Ayinger is in the middle of constructing a new brew house that will be open this fall. Currently they brew their top fermented beers at one of their other breweries, but upon completion of the new brew house, all beers will be able to be brewed in one location. It is a beautiful new building which fits right into the Bavarian Country side.
Annual production at Ayinger is 100,000 Hectoliters. They fill 4 days per week (Monday thru Thursday), and can fill 23000 bottles and 110 barrels per hour. They do all this with around 100 employees.
10-12 beers are brewed here, depending on the season including Weihnachts bock, Heller Bock, Mai Bock, Altbairisch Dunckel, Jahrhundert, Kellerbrau, and Pils Brau Hell. They also mix some soft drink products and have recently started bottling mineral water from their 176 meter deep well.
The brewery is the center of many of the local festivals. "The day of the beer," was last held on April 23 1999 which also marks the day they started on their new brew house. They brew a special beer for this day - their Kirta-Halbe - sorry, we can't get it in the U.S. The Sunday after Oktoberfest, Ayinger has the Open Door day where people come from far and wide to tour the brewery and several local crafts people set up booths and a farmers market. This year they are expecting to have the new brew house up and functional for this event. Needless to say, we have several reasons to come back to Ayinger. Thanks to Kristine Deicke for all the interesting information about the brewery.
After our tour and a wonderful "second breakfast" consisting of the traditional Weisswurst (which Kristine was very kind to explain to us how to eat), we headed to the BMW Museum. Because of Doug's love for motorcycling and general love for automobiles, we had to pay homage to the great BMW. It was quite an interesting building, and very well set up for foreigners - all the videos were available to be heard in different languages. But alas, the videos were stuck in the 70's. We learned all about the wonderful new technologies of Anti-lock breaking and having your car give you directions on where to turn (GPS). It was really trying to be great, but it had an aura of lameness about it. Still, it was BMW, and that, in itself, is a good thing.

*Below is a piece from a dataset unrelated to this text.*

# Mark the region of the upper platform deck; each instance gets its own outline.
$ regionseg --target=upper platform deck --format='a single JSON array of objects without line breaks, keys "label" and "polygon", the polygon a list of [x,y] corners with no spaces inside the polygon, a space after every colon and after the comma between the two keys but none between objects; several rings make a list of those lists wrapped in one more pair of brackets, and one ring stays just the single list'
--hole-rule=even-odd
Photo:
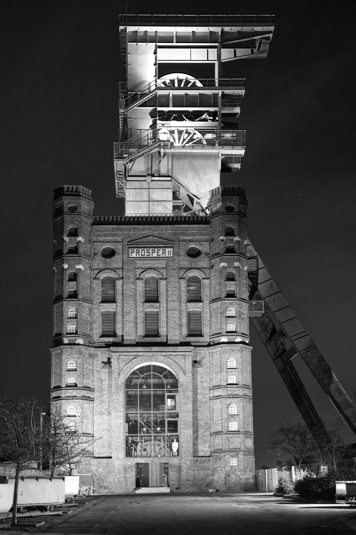
[{"label": "upper platform deck", "polygon": [[120,26],[258,27],[274,26],[274,15],[120,15]]}]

We are staying tonight in Aying, in the hotel owned by the brewery and we must say it is one of the nicest rooms we've stayed in tonight. Doug even took pictures of the bathroom. Kristine did inform us of many local historical facts, most involving the May pole which is right outside our window. It is the highest Mai Pole in Germany, measuring in at 48 meters. It is made of wood, all by hand without the aid of "electrical" tools, and a new one is constructed every 5 years. Every man in town helps carry the pole to the location where it will be put up and then they hoist it, again by hand, up into place. There usually are several people watching, so this is a very dangerous activity, but only if they drop it. One night, Kristine continued to tell us, the Mai Pole was hit by lightning and it fell into the hotel. No major damage was done, just some structural problems and the roof got a little singed.

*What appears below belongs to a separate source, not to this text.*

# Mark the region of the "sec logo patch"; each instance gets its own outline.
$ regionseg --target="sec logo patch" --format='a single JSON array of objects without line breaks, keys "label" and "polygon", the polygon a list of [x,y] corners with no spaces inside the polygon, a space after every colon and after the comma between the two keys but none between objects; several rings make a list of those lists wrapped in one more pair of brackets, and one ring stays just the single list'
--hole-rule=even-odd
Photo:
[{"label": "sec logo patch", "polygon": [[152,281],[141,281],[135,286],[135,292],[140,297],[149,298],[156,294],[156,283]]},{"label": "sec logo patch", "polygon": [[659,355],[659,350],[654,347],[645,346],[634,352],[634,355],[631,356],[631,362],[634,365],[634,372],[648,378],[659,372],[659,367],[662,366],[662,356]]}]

Tonight we lay us down to sleep.
We pray for lightning not to streak.
If it does before we wake,
we pray the Mai Pole will not bake.
Another tradition revolving around the Mai Pole is the young people from other towns apparently try to sneak into a town and steal the Mai Pole. If they are successful at taking the pole, the town that the pole is taken from has to provide free beer and food as ransom to get their Mai Pole back. It is all in good fun and very festive. The pole in Aying has never been successfully taken (gee, I wonder why? Maybe the SIZE). Also to note, if any towns person places a hand on the Mai Pole and says "Halt" (even if the kids have gotten it taken down) before it gets out of town, then the taking is not legitimate and the ransom will not be paid. Doug and Mike are in the square right now trying to figure out how to get the Mai Pole into their carry on luggage. The idea of getting free food and drink for everyone in Iowa City was appealing to them, and if you know Doug, he never turns down a good challenge. I personally think we're going to have to locate a C5-A Galaxy transport plane to get the thing home because I am not going to lug that thing around for the rest of the trip. I'm also wondering where we would put it. It doesn't go with any of our décor.
Tonight we had a wonderful dinner at the hotel restaurant. It was the best that I (Sabrina) have had on this trip, and it reassured me that there are vegetables other than potato dumplings in Europe. The boys sampled many of the beers of the house and Doug attacked and killed many mosquitoes (the first we have seen the whole trip). He will be presented the Iron Fly-swatter of valor tomorrow morning in a ceremony by the Mai Pole - or not.
A couple of interesting notes to close out today's comments. We turned on a television for the first time. We saw the Simpson's, the Muppets and Hogans Heros. We were very disappointed because we heard Alf was big over here, and we didn't get to see him. And for all of you out there, we want to clarify that Mike Alberhasky is Doug's brother. NOT, and let me repeat this, NOT Doug and Sabrina's son.
Tomorrow, if we can get the young'n out of bed, we will be heading to Prien and Salsburg - and hopefully another good Internet connection.